Six weeks after his first dose, the man received his second dose of the Pfizer/BioNTech mRNA vaccine. Two days after his final vaccine dose, the Bell’s palsy episode returned – this time on the left side of his face. The symptoms he reported included dribbling, difficulty swallowing and being unable to fully close his left eye.
Once more, he visited the emergency room and was again prescribed prednisolone to address the paralysis. The man later said during a follow-up telephone call two weeks later that he was almost back to normal after the treatment.
The paper’s authors wrote that the man “has been advised to discuss future mRNA vaccines” with his physician on a case-to-case basis, “taking into account [the] risk versus benefit of having each vaccine” moving forward.
Patients with Bell’s palsy experience muscle weakness, as well as paralysis that causes half of their face to appear to droop. Symptoms typically improve within a few weeks, and patients fully recover in six months. However, a small number of patients either experience symptoms for a longer duration or have another bout of Bell’s palsy later in life.
While the exact causes of Bell’s palsy are unknown, scientists posit that an overreaction of the body’s immune system is behind it. The resulting overreaction leads to inflammation or swelling that damages a nerve responsible for facial movement. However, there are reports of people experiencing Bell’s palsy after inoculation – such as the 61-year-old man. (Related: Contrary to media reports, COVID-19 vaccines do cause a paralyzing facial condition.)
The paper’s authors also mentioned two other cases of facial paralysis following inoculation with the Pfizer/BioNTech COVID-19 vaccine.
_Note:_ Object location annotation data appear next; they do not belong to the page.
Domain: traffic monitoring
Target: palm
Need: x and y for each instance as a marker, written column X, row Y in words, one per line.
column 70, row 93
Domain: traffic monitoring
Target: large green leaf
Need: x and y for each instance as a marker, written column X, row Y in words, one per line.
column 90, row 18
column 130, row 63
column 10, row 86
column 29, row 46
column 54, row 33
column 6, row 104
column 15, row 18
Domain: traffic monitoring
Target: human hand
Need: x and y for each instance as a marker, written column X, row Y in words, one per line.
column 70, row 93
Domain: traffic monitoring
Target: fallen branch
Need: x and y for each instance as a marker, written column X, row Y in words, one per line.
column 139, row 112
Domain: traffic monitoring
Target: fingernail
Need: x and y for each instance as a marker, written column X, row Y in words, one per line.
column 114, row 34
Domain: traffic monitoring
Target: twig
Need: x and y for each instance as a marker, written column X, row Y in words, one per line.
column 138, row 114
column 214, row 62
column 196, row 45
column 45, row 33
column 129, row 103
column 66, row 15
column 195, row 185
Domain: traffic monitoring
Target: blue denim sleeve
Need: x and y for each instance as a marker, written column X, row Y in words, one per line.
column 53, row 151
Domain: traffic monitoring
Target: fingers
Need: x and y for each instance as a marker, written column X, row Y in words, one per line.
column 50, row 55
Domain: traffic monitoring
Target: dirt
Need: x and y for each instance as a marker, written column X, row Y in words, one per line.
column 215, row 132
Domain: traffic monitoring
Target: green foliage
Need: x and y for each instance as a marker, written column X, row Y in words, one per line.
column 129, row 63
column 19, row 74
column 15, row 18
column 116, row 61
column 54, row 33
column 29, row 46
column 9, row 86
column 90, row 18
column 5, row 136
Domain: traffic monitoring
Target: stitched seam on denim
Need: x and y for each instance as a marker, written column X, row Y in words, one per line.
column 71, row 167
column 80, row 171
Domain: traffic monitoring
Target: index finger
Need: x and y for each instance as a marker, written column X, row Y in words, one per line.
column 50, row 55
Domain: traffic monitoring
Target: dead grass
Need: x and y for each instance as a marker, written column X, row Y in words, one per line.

A 57-year-old woman from Los Angeles developed severe Bell’s palsy on the left side of her face 36 hours after she received her second vaccine dose. She received the first dose of the mRNA vaccine 19 days earlier. While the 57-year-old woman had three previous episodes of facial paralysis, the paper said steroid and antiviral drug treatment helped address her condition.
Meanwhile, a healthy 37-year-old Italian man found the left side of his face paralyzed five days after his first dose of the Pfizer/BioNTech vaccine. He did not have any previous bouts of Bell’s palsy and had no significant past medical history. The Italian man’s condition also improved after treatment with high-dose steroids.
Bell’s palsy had already been deemed a risk connected to the Pfizer/BioNTech vaccine – ever since its clinical trials. The U.S. Food and Drug Administration (FDA) said in December 2020 that four participants in the vaccine’s clinical trials suffered facial paralysis. It revealed this finding in a report released days before the mRNA vaccine was granted emergency use authorization.
According to the FDA report, one participant experienced facial weakness within three days following inoculation. Their face returned to normal after three days. A second participant developed the condition nine days after inoculation, while two others developed Bell’s palsy 37 and 48 days later. The latter three eventually recovered from the facial paralysis between 10 and 21 days. (Related: Four volunteers immunized with Pfizer’s coronavirus vaccine developed Bell’s palsy; FDA denies jab caused it.)
Despite this risk, the FDA approved the Pfizer/BioNTech vaccine for emergency use in the U.S. on Dec. 11. It said in a statement that the vaccine “has met the statutory criteria” for emergency approval as there was more than enough data proving that it “may be effective in preventing COVID-19.” The FDA added that the known and potential benefits outweigh its known and potential risks, making it ideal for use in people aged 16 years old and up.